Helicopter crash? Three years ago? And suddenly he remembered the news reports—Australian medical personnel on their way to help, the helicopter crashing, killing all but one or two on board…
Killing Majella’s husband…?
‘I know words are inadequate, but I’m so sorry,’ he whispered, brushing his hand across her hair, teasing his fingers into its thickness, feeling the silky strands against his skin.
She leant against him and he felt the tension seeping out of her body, then she straightened, touched his face and smiled.
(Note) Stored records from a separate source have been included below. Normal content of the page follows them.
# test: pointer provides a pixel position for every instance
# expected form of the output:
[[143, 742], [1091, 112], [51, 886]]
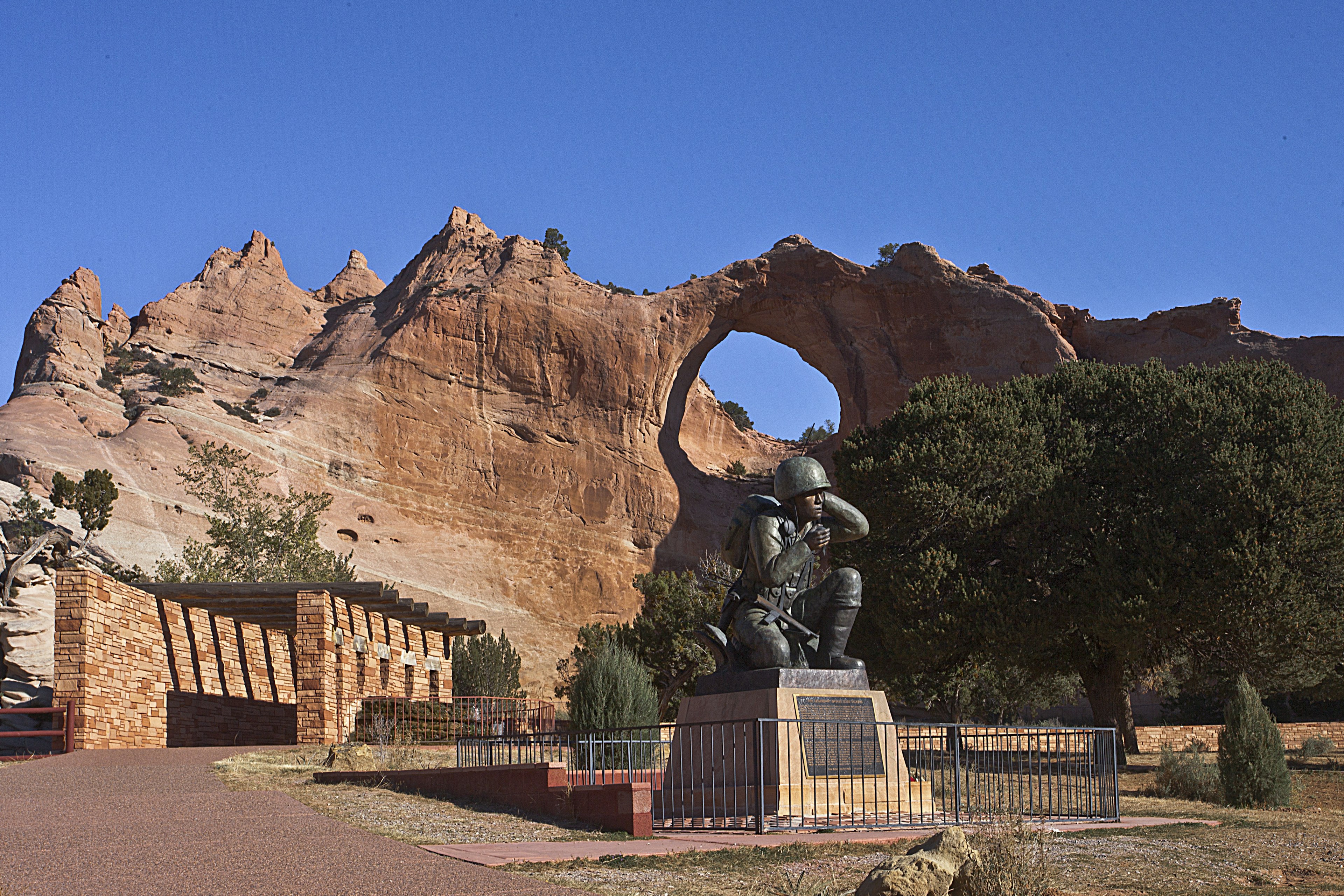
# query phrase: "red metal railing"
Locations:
[[66, 731]]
‘I am over it, you know, although you never forget. There are things you can’t forget. I would have been with him, you see, if I hadn’t been on maternity leave. Grace was born the same day. I lost Jeff and gained a daughter all at once, and having Grace, having a helpless infant to take care of, got me through for months, then I went back to work, like getting back on a horse after a fall, I suppose. But after the trip to Asia I realised I didn’t want Grace growing up as an army brat, with me away for months on end, and the two of us always on the move. What I wanted for Grace was a home…’
A real home…
CHAPTER EIGHT
HE WRAPPED his arms around her, gently this time, responding to the sympathy he felt for her, not the attraction. She nestled against him, moving so both of them were standing, arms around each other, giving and receiving comfort, although she wasn’t to know how much her story had hurt him—how much he needed the comfort.
The heat came later, surprising Flynn with it’s sudden reappearance, and though the kisses he pressed on her lips were still gentle, it was getting harder to hide the reaction of his body.